Il y a des groupes qui choisissent de tourner la page quand vient l’heure d’arrêter. Kyle préfère en arracher quelques morceaux pour en écrire une nouvelle. Né des cendres de Sleeppers, formation bordelaise culte dont les secousses ont résonné dans le paysage hexagonal (du moins pour les initiés) jusqu’en 2019, le quatuor emmené par Laul et Fred Girard ne renie rien de son héritage, mais refuse d’en faire un refuge. Ce premier album avance avec la même urgence viscérale que les dernières productions de Sleeppers, tout en laissant entrer davantage d’air et de lumière.

La matière première reste familière : des guitares qui frottent jusqu’à l’étincelle, des rythmiques tendues comme des câbles d’acier et cette façon toute personnelle de faire cohabiter pression permanente et mélodies imparables. Pourtant, Kyle élargit nettement son horizon. Les éclats noisy qui faisaient la signature de Sleeppers croisent ici un post-hardcore nourri des années 90, mais sans jamais s’y enfermer. Les morceaux respirent davantage, osent des détours plus mélodiques, flirtent même par instants avec une sensibilité presque pop, tandis que quelques textures électroniques, discrètes mais parfaitement intégrées, enrichissent le relief sans jamais parasiter l’ensemble.

Si certains groupes issus de cette scène peuvent parfois se sentir prisonniers d’une quelconque intensité monolithique, Kyle préfère jouer sur les contrastes. La puissance ne disparaît jamais, elle change simplement de forme, alternant décharges abrasives et moments de suspension avec une remarquable fluidité.
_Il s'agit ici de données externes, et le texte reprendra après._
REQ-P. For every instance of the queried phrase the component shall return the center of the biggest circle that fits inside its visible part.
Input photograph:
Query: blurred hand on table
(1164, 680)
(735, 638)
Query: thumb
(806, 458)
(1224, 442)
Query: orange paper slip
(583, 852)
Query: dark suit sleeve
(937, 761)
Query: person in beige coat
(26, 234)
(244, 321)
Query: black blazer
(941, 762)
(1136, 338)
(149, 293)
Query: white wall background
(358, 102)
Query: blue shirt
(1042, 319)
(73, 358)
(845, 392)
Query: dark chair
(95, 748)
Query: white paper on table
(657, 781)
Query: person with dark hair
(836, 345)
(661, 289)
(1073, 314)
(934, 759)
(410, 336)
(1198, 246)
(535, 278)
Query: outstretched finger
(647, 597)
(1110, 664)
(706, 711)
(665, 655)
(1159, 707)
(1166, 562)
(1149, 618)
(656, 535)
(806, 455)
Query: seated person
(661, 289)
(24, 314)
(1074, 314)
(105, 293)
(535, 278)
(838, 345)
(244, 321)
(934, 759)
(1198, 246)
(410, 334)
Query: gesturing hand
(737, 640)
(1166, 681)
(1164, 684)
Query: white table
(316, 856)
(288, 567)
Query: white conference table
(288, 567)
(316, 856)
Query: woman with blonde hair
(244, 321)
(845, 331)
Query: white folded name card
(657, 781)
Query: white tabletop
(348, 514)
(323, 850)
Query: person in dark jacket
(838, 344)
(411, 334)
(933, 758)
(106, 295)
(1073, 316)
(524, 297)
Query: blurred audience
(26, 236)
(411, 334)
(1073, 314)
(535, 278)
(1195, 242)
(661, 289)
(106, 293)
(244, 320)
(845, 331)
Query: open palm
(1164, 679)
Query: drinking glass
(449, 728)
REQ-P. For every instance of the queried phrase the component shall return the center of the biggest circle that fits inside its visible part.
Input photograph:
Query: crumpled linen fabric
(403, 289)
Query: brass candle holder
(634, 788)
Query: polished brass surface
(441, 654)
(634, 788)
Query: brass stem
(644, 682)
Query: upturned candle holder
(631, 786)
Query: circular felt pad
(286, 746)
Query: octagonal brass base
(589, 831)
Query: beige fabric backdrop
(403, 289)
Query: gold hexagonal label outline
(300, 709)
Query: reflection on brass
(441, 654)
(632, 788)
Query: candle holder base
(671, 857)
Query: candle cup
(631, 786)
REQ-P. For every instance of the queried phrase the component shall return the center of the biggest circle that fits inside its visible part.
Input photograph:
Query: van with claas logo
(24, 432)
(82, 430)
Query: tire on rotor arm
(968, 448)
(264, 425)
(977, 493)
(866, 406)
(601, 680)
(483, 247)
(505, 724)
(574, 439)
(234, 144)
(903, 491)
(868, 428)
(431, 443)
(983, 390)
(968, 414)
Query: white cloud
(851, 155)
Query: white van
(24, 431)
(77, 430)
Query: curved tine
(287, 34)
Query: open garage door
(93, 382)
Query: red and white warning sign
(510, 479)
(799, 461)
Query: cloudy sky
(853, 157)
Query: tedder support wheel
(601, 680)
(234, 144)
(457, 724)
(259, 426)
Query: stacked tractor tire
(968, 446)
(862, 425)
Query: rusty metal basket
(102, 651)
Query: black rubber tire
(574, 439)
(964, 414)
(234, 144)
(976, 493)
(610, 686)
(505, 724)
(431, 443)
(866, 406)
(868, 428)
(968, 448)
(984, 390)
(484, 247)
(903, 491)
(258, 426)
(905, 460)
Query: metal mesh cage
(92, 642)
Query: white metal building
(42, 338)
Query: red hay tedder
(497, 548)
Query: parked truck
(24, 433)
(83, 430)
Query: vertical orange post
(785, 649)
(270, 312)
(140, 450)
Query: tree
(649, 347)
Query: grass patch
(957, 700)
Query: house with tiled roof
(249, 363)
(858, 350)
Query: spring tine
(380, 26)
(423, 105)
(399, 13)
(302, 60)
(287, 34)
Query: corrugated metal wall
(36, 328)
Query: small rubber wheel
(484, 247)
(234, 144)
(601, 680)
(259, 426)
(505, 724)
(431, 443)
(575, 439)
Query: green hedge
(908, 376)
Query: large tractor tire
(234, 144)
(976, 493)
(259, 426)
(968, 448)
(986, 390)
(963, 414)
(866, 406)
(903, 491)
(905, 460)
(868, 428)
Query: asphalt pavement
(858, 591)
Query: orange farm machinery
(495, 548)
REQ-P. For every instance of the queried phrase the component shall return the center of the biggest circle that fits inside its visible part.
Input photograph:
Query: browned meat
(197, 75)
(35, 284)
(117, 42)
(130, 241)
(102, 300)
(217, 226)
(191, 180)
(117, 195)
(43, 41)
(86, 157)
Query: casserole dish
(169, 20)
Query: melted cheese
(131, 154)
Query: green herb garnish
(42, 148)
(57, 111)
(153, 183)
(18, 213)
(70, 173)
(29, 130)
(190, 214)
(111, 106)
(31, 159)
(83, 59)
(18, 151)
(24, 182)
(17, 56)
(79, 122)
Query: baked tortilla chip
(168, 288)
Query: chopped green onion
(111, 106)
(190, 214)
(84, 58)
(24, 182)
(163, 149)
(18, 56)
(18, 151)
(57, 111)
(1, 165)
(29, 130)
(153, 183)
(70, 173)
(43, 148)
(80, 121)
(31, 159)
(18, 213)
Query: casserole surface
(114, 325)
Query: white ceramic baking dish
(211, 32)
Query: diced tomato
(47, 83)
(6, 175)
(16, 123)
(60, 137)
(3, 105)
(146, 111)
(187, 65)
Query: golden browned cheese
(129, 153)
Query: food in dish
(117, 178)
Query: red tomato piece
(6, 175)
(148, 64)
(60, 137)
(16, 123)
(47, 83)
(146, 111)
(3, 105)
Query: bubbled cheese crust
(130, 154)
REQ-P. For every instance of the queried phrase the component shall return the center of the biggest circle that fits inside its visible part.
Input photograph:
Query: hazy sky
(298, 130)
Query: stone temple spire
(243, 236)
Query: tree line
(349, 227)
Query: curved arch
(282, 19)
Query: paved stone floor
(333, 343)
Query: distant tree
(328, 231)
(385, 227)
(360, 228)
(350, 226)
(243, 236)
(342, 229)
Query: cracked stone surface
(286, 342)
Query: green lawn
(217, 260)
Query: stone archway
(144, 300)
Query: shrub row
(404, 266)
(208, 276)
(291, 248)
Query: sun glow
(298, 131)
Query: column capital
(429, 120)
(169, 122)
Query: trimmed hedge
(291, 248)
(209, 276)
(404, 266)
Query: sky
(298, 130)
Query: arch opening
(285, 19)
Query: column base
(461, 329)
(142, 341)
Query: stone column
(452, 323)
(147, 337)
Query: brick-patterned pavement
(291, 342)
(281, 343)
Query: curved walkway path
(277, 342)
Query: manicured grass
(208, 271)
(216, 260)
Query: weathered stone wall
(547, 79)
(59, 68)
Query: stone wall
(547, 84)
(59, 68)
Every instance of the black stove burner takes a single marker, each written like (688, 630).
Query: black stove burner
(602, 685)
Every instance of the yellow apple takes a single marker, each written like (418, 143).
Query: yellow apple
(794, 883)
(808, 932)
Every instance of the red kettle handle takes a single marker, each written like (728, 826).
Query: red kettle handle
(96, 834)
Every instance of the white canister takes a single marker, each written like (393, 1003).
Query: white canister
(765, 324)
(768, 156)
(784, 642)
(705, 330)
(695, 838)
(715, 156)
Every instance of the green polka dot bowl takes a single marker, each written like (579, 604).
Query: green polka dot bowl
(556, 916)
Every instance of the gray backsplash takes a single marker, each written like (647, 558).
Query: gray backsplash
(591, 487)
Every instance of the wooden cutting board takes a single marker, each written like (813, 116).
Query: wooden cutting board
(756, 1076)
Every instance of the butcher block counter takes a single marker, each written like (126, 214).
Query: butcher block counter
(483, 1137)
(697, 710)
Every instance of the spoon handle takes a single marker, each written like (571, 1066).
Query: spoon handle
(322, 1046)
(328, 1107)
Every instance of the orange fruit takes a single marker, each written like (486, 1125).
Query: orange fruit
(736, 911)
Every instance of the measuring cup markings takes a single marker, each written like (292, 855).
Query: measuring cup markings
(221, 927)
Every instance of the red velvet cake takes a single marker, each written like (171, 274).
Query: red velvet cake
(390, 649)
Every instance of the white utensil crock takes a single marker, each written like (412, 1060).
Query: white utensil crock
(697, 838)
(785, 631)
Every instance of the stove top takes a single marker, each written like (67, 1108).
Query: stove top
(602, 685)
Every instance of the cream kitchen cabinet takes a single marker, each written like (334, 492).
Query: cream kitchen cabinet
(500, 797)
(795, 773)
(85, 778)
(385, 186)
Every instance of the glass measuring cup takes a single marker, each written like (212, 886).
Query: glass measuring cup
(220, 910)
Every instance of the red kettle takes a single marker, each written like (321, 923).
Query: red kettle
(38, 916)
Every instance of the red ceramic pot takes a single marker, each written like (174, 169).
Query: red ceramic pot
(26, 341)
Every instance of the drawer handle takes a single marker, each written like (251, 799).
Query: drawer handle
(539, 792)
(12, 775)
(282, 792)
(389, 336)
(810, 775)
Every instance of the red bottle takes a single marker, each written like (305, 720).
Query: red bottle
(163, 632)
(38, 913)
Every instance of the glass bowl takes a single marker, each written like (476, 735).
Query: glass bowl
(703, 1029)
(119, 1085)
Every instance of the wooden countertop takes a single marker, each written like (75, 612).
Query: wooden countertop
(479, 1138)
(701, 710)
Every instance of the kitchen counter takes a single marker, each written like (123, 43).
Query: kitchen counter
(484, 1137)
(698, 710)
Cette capacité à éviter la démonstration de force permanente donne à l’album une profondeur supplémentaire et le rend encore plus captivant au fil des écoutes.

Avec “Seize The Light“, Kyle réalise un premier long format qui affiche déjà une identité forte. Les amateurs de Quicksand, Helmet ou Death From Above 1979 y retrouveront des repères rassurants, mais découvriront surtout un groupe qui semble avoir compris qu’une filiation n’a de valeur que lorsqu’elle sert à ouvrir de nouvelles portes plutôt que d’enfoncer les anciennes.